Смерть выдает себя - [7]

Шрифт
Интервал

— Турчак… чак… чак… — Гробокопатель заглянул в какую-то бумажку — Турчак, Евсей Евсеич, композитор и пианист. На правах автора пьесы с дурацким названием не вылезал из артистической. Я ведь расспросил капельдинера, как вы и хотели, и, между прочим, узнал массу вещей, пока Мискин не пришел, слушайте — кстати, он запаздывает. В артистической у Пешковича все время находился Турчак, который и взял потом его скрипку.

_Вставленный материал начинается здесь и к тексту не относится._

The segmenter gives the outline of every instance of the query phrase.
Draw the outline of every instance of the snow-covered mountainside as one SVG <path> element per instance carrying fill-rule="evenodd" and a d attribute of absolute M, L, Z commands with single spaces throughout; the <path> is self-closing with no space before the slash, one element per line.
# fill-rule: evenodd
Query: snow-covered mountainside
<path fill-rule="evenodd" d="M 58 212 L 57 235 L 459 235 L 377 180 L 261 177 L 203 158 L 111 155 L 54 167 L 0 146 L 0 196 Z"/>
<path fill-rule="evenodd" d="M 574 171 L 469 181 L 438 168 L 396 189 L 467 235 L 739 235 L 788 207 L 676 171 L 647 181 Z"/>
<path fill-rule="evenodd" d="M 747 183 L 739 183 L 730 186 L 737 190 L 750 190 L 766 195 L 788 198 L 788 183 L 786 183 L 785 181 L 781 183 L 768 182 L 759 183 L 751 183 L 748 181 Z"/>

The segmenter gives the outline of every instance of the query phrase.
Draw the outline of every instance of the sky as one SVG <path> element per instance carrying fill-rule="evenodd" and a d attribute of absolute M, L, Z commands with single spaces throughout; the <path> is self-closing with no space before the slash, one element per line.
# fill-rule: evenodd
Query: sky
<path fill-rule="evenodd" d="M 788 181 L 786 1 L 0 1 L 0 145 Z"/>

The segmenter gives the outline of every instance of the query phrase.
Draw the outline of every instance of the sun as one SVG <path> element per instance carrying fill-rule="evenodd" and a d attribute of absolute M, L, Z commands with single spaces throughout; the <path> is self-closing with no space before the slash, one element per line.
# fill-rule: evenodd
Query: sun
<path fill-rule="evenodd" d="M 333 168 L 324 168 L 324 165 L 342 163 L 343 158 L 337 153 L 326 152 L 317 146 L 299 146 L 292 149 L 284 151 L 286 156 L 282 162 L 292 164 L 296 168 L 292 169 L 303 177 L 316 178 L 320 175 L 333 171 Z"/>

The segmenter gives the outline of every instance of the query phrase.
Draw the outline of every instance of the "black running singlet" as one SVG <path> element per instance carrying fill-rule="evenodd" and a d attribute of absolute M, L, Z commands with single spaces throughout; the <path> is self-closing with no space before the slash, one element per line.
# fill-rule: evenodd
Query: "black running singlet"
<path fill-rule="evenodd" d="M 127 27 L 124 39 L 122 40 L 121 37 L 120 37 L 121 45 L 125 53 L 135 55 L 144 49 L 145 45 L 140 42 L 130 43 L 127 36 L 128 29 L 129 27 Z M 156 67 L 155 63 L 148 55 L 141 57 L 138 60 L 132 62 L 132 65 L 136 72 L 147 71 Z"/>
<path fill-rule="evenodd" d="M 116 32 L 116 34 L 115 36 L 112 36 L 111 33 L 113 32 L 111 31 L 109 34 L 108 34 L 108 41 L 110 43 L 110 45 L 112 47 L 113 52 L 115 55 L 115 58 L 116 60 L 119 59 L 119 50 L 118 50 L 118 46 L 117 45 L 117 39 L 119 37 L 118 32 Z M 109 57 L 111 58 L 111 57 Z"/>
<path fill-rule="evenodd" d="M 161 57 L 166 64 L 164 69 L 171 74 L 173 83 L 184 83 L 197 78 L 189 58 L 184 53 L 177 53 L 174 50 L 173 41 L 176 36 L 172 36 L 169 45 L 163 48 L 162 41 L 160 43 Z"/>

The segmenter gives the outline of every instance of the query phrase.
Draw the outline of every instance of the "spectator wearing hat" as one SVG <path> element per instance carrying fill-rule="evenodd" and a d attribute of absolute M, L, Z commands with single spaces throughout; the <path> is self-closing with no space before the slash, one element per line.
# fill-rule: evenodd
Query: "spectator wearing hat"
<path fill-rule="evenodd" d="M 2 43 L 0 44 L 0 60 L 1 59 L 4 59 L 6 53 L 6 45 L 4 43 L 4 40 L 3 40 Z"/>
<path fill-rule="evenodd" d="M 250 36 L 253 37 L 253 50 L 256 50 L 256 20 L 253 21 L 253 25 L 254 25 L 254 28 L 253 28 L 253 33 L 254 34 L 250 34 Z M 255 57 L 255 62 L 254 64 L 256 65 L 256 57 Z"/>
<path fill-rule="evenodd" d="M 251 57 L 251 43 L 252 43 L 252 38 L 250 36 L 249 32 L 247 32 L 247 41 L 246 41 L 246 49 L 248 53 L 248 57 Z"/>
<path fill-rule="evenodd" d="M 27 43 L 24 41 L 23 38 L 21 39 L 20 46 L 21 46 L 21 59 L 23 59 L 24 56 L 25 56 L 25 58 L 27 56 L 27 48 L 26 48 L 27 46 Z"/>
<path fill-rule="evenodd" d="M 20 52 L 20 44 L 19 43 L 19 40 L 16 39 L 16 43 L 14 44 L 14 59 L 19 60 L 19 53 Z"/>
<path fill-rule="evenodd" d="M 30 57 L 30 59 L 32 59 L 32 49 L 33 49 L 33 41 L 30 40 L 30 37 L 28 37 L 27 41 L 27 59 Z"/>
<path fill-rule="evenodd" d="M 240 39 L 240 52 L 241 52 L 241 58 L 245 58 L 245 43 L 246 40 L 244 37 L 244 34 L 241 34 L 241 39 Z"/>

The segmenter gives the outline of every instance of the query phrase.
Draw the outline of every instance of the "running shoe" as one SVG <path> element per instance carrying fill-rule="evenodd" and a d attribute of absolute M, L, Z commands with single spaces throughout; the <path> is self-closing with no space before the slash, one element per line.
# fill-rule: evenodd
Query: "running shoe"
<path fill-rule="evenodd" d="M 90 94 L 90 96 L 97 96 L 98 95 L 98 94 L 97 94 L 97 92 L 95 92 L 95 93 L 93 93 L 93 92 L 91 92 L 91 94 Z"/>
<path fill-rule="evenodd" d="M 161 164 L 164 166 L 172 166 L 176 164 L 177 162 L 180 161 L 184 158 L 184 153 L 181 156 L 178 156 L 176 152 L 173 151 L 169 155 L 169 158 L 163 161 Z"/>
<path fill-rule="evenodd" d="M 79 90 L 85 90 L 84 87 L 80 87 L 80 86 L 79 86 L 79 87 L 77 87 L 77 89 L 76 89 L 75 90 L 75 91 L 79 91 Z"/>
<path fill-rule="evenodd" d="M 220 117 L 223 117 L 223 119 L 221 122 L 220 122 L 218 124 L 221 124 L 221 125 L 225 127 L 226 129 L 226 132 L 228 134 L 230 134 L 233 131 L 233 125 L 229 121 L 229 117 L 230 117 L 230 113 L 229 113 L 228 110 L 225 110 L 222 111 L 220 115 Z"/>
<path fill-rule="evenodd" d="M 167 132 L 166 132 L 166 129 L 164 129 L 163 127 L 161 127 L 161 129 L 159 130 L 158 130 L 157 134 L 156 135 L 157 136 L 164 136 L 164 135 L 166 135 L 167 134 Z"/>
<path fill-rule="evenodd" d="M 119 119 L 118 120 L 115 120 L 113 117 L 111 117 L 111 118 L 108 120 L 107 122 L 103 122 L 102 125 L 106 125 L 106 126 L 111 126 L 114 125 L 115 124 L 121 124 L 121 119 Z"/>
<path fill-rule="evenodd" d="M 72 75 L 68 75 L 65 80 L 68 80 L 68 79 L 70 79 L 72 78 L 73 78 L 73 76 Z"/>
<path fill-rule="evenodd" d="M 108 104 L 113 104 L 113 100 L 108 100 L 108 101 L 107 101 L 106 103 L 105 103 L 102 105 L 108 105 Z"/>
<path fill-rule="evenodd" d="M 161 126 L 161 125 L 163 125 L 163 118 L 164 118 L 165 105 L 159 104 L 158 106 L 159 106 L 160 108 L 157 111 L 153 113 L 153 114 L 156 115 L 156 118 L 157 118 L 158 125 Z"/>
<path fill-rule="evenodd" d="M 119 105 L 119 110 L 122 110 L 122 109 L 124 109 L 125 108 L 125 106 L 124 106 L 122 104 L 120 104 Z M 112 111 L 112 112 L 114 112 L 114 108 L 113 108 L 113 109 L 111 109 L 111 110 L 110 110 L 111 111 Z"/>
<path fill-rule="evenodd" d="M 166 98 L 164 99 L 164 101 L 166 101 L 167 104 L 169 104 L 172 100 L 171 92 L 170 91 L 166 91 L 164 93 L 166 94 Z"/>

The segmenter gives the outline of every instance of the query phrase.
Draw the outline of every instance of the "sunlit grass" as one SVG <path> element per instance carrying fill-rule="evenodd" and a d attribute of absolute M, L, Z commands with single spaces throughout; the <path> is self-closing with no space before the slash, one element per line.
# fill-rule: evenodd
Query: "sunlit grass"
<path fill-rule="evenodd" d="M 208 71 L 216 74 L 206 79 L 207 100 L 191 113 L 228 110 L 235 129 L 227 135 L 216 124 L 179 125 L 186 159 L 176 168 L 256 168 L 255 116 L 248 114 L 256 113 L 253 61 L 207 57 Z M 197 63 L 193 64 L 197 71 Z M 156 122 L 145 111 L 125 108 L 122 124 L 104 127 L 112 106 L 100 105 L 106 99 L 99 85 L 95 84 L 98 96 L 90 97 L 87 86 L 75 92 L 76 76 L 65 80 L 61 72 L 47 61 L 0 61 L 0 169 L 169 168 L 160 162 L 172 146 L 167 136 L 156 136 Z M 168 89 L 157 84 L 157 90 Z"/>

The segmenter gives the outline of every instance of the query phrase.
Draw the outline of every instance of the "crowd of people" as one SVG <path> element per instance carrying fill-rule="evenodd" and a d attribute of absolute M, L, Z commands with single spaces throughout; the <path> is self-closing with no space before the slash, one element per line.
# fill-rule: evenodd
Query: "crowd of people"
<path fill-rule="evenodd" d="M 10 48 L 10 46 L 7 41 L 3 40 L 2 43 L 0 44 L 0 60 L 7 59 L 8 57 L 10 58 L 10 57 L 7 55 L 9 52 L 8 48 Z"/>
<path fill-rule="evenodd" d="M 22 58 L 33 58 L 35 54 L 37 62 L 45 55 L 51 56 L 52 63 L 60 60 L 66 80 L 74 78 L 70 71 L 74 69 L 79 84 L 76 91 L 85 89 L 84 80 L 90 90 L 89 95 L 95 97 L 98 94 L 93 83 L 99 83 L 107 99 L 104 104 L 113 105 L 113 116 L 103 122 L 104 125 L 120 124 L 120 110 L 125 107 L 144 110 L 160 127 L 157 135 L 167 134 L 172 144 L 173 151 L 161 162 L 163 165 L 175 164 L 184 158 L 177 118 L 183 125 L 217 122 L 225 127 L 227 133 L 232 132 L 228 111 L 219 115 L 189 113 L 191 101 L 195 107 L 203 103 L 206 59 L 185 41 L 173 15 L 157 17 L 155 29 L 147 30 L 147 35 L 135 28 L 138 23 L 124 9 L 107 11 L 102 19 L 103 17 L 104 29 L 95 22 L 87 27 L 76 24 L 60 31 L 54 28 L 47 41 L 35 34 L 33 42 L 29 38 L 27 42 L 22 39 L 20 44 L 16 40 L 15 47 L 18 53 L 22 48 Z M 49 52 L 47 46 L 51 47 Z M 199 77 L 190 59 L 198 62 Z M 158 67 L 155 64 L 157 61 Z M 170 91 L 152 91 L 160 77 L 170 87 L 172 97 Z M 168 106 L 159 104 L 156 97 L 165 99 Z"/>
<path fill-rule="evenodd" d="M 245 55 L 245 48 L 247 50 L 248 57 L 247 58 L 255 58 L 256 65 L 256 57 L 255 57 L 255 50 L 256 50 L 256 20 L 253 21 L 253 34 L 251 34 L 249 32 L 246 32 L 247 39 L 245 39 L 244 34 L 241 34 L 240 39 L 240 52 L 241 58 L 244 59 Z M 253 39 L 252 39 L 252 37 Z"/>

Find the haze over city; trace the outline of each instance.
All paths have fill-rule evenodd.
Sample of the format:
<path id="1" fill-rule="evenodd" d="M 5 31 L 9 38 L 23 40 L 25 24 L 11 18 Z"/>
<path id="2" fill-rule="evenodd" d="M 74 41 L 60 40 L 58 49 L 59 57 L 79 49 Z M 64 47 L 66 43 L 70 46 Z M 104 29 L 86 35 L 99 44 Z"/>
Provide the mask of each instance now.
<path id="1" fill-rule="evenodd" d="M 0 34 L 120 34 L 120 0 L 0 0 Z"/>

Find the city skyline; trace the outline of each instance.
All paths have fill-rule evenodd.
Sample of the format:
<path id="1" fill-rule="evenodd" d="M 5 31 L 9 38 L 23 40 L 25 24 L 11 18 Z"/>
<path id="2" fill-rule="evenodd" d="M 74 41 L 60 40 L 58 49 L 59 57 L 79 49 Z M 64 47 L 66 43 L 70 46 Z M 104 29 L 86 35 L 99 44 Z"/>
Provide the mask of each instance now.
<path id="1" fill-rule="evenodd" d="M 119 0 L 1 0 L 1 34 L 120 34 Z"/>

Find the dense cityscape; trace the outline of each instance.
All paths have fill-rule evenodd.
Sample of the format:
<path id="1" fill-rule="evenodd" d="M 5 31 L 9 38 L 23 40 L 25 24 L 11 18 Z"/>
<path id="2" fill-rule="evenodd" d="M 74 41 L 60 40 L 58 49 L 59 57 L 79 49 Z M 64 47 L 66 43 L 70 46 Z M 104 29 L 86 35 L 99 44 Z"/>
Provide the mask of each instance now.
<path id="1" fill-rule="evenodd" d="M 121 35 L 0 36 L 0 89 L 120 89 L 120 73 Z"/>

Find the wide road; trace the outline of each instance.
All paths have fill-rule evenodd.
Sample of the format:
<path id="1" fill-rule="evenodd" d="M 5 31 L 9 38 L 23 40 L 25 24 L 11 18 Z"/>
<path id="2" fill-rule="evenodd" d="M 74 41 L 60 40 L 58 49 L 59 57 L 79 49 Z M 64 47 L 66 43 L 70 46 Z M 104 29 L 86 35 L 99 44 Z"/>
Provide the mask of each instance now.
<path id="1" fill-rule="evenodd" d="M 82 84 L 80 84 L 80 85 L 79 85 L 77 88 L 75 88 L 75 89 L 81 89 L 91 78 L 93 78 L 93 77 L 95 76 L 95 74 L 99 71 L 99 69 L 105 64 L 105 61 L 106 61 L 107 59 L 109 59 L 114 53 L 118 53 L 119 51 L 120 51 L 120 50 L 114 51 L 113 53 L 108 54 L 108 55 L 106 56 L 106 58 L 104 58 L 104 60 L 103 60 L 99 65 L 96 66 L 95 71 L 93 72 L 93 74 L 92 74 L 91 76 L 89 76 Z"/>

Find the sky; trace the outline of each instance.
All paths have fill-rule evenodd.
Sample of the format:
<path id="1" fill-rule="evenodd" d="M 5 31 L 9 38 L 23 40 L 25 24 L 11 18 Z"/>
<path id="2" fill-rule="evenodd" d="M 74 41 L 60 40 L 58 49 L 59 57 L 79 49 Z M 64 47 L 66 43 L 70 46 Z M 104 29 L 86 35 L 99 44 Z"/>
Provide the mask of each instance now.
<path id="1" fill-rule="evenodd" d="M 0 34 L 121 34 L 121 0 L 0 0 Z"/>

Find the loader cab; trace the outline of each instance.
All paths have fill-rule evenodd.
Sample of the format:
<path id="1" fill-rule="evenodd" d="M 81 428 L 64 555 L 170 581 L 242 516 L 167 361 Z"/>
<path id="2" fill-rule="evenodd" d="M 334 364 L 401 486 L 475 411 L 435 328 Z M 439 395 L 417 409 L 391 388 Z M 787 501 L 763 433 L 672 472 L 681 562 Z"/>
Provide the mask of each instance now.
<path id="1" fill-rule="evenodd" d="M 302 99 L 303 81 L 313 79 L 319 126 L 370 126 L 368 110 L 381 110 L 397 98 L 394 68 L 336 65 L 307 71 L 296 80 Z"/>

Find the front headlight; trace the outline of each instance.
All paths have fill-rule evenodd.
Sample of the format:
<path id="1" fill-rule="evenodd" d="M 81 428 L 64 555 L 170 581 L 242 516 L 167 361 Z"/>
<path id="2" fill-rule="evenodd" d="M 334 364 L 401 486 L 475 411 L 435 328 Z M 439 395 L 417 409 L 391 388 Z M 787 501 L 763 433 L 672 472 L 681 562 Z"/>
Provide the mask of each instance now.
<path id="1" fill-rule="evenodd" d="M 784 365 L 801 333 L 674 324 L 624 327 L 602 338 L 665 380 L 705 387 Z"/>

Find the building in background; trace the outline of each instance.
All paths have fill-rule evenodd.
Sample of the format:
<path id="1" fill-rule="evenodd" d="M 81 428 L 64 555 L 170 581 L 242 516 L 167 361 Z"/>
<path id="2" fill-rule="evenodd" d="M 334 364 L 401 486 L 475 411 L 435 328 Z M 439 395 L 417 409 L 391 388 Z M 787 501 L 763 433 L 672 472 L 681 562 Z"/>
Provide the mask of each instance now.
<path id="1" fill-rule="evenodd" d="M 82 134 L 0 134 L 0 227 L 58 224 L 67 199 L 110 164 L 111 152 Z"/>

— Да, он мне ее показывал.

— Но Петр Иваныч, самое главное, вы уж не пугайтесь: в этом деле ваша супруга замешана.

— ???

— Буквально за несколько минут до звонка Пешковичу сказали, что на подъезде его спрашивает дама. Я разыскал швейцара и тот, как характерную примету этой дамы, назвал — только уж вы меня простите, Петр Иваныч — вытекшую из носа черного цвета как бы сопельку-с — ну, такое родимое пятно, или мушка, что ли… стрелочкой.

Гробокопатель очень почтительно умолк. Фыфкин тоже молчал. Наконец спросил:

— О чем они говорили?

— Не могу знать.

Тем временем — явление антихриста народу — так по крайней мере мог бы решить Савва Олегыч, в этот миг отворивший дверь следовательского кабинета, если б только вздумал выражение лица Петра Иваныча отнести на свой счет. Но Савва Олегыч был далек от этой мысли.

— Петр Иваныч, у меня новости, которые вас не могут…

— Что, собираетесь напечатать поименный список лиц, обреченных смерти в ближайшие две недели? — сказали губы Петра Иваныча, тогда как сам он оставался совершенно неподвижен, словно уже успел просмотреть этот список и обнаружить там собственное имя.

— Нет, напротив. Загвоздкину отказано. Мы его не печатаем. Поразительная догадка — кстати, вы могли бы все же извиниться за вчерашнее вторжение вашего… кучера — но я прощаю — догадка слишком поразительна.

— Уж не стало ли вам известно, каким образом был убит Пешкович? — все тем же упавшим голосом произнес Петр Иваныч.

— Этого я не могу сказать, это я предоставляю решать вам. Однако — вы слушаете меня? (мертвенное «угу») — то, что я вам рассказывал прежде — как Пешкович позабыл у меня ноты турчаковской рапсодии, а Загвоздкин принялся их листать…

— Это все ложь, вы хотите сказать?

— Милостивый государь! Говоря так, вы принимаете на себя определенные обязательства, — ответил с достоинством, хоть и не без легкого замешательства, Савва Олегыч. — Я не лгал, я ошибался, а это разные вещи, и едва только… да и вообще, как вы со мной разговариваете! Почему вы не предлагаете мне стул, я с вашим работником был более любезен…

— Простите, я не здоров, — сказал Петр Иваныч, выходя из оцепенения. — Простите, Бога ради.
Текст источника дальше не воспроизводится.